EDITORIAL: The priceof survival

NST Online » Columns
2007/10/29

FEDERATION of Malaysian Consumers Associations secretary-general Mohd Sha’ani Abdullah has renewed the call for a Price Commission as a measure against the rising prices of essential items and household goods. Such a commission, he suggests, “could act as a watchdog for consumers” in monitoring prices. But such functions are already carried out by the Domestic Trade and Consumer Affairs Ministry, which would cast such a commission as an extra-governmental layer in price monitoring, presumably to curb the unfair inflation of prices at points of sale by unscrupulous merchants and traders. Reprehensible as such gougers may be, however, they are not the chief architects of the sort of inflation now chipping away at the value of a ringgit and diminishing Malaysian households’ ability to maintain themselves in the manner to which they’ve grown accustomed.

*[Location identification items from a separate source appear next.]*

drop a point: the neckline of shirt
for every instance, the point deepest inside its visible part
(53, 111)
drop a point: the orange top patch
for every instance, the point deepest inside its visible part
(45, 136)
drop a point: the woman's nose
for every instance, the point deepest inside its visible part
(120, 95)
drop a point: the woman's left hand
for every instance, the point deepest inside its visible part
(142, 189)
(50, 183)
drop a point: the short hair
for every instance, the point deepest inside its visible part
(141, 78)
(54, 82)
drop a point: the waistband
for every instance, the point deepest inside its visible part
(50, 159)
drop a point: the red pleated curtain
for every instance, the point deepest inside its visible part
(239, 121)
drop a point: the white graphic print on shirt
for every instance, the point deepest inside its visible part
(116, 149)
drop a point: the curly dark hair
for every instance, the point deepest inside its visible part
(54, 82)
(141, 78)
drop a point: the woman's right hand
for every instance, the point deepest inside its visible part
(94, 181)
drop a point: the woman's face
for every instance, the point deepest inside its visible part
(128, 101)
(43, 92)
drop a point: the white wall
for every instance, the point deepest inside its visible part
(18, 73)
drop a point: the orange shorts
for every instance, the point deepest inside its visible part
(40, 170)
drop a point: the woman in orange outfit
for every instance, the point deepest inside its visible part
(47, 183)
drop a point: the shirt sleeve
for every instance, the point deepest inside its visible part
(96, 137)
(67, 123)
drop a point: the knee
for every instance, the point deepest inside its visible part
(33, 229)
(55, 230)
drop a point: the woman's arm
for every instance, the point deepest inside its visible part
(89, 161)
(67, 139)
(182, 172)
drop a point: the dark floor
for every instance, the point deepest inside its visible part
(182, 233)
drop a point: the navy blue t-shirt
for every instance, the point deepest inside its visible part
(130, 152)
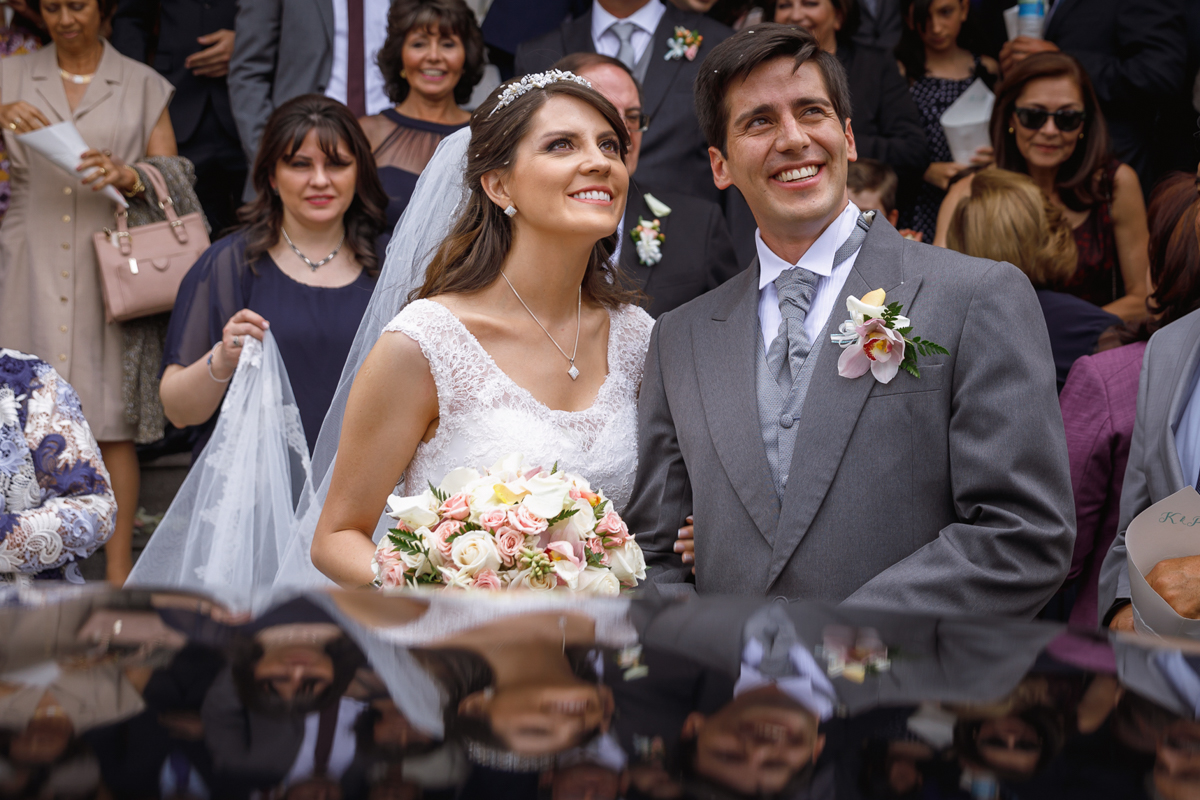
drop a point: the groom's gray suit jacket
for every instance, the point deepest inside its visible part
(1169, 373)
(943, 494)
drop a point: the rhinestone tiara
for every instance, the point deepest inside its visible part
(535, 80)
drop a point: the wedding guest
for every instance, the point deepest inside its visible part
(1134, 54)
(887, 124)
(1008, 218)
(941, 61)
(1103, 405)
(431, 60)
(57, 504)
(191, 43)
(51, 281)
(695, 253)
(283, 49)
(673, 150)
(1048, 124)
(18, 35)
(304, 263)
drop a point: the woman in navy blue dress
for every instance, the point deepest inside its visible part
(432, 59)
(303, 264)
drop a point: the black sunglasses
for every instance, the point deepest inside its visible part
(1066, 120)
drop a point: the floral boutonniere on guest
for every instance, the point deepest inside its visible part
(684, 44)
(648, 236)
(876, 338)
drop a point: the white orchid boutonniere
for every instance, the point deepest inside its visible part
(648, 239)
(684, 44)
(876, 338)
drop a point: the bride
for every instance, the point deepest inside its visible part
(519, 340)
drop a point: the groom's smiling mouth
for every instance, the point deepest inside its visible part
(593, 194)
(797, 176)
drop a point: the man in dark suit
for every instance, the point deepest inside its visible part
(675, 155)
(695, 253)
(1133, 52)
(193, 48)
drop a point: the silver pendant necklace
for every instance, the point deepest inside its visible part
(574, 372)
(313, 265)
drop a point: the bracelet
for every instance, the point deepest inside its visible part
(210, 366)
(137, 187)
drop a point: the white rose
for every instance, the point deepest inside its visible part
(525, 579)
(417, 511)
(628, 564)
(599, 581)
(474, 552)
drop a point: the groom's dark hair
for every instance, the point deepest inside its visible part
(743, 53)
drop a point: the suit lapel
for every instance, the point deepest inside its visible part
(108, 74)
(834, 403)
(49, 84)
(577, 35)
(725, 355)
(661, 73)
(325, 8)
(1180, 397)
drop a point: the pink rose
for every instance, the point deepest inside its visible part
(493, 519)
(509, 543)
(456, 507)
(879, 349)
(526, 521)
(442, 535)
(486, 579)
(613, 529)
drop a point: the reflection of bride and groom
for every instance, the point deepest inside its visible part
(946, 493)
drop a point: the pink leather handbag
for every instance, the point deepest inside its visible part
(141, 269)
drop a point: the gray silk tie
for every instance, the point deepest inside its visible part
(791, 346)
(624, 32)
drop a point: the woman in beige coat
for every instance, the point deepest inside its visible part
(49, 282)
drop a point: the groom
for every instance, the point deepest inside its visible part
(946, 493)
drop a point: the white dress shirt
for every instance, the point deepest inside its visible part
(646, 20)
(1187, 435)
(375, 31)
(817, 259)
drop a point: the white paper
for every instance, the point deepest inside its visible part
(1168, 529)
(966, 120)
(64, 146)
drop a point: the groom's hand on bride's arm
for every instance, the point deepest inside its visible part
(687, 543)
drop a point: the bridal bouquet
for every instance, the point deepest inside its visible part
(514, 527)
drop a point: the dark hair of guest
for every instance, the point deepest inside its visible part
(911, 49)
(1174, 216)
(107, 7)
(744, 52)
(582, 60)
(471, 257)
(441, 17)
(262, 218)
(1077, 180)
(851, 18)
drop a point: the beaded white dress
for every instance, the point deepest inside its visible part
(484, 415)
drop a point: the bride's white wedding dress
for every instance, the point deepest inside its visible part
(484, 415)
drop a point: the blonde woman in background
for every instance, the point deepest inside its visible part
(1006, 217)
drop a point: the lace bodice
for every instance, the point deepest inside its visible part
(484, 415)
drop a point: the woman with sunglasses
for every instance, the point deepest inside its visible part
(1047, 122)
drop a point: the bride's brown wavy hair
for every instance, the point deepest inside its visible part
(471, 257)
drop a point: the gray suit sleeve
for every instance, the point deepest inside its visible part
(661, 497)
(1134, 499)
(252, 68)
(1009, 473)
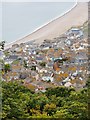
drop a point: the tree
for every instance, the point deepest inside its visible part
(50, 109)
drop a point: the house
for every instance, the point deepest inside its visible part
(16, 68)
(74, 33)
(47, 78)
(10, 59)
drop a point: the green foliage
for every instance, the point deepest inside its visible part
(2, 44)
(33, 68)
(61, 102)
(25, 64)
(7, 67)
(42, 64)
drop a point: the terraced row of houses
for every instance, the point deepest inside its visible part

But no government, no matter how authoritarian in controlling its markets, can command the weather to conform to human comfort zones. Droughts and floods — indeed, the entire panoply of effects wrought by planetary climate change — have adversely affected crop harvests worldwide. Lesser harvests raise the cost of wheat and corn, which ends up raising prices at the street-corner food stall, which then plays up into a political or election issue.

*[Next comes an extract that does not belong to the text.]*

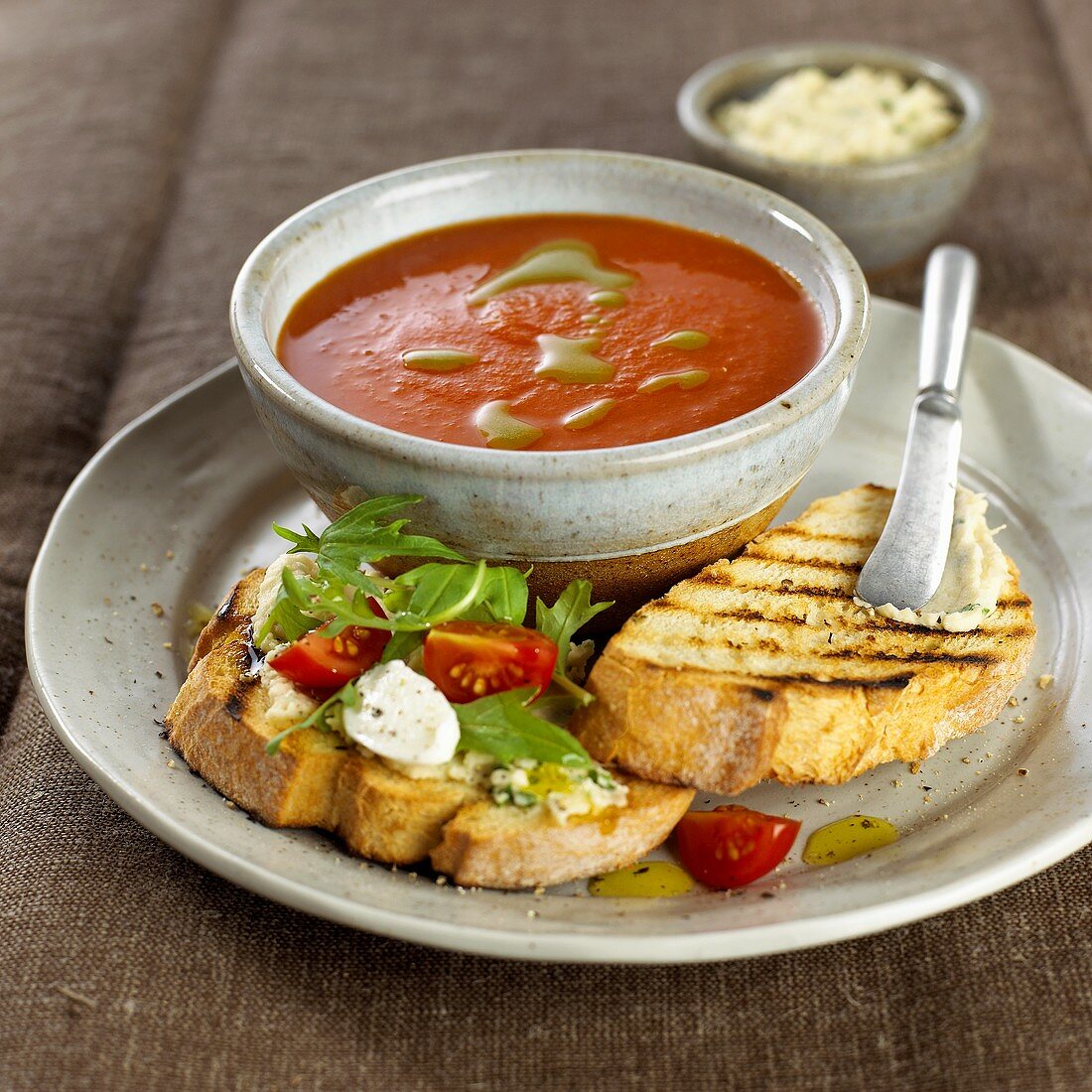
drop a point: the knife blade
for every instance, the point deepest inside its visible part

These are realities that consumers must recognise. The price of oil is at present over US$90 (RM300) a barrel, spiking in spot trading into the three digits that are clearly in its near-term future. While fuel-pump prices remain heavily subsidised in this country, the government has warned it cannot keep doing so indefinitely. The civil service pay rise this year, intended to blunt the edge of fuel price hikes arising from a reduction in fuel subsidies, sadly achieved two predictable outcomes: inflationary pressure and complaints of inadequacy. There may be some mileage, however, in looking at electricity and telecommunications tariffs in the light of the substantial profits being made by the national corporations in these sectors, and addressing the costs of these components of the average household’s living expenses.

But governments can only do so much to keep prices down in the face of global realities. Price caps on controlled items, it must remembered, have a depressive effect on producers and retailers of these items. Extending such ceilings risks distorting the economy and compounding future burdens, which is too high a price to pay for allowing present society to continue living in a fools’ paradise of artificially depressed prices.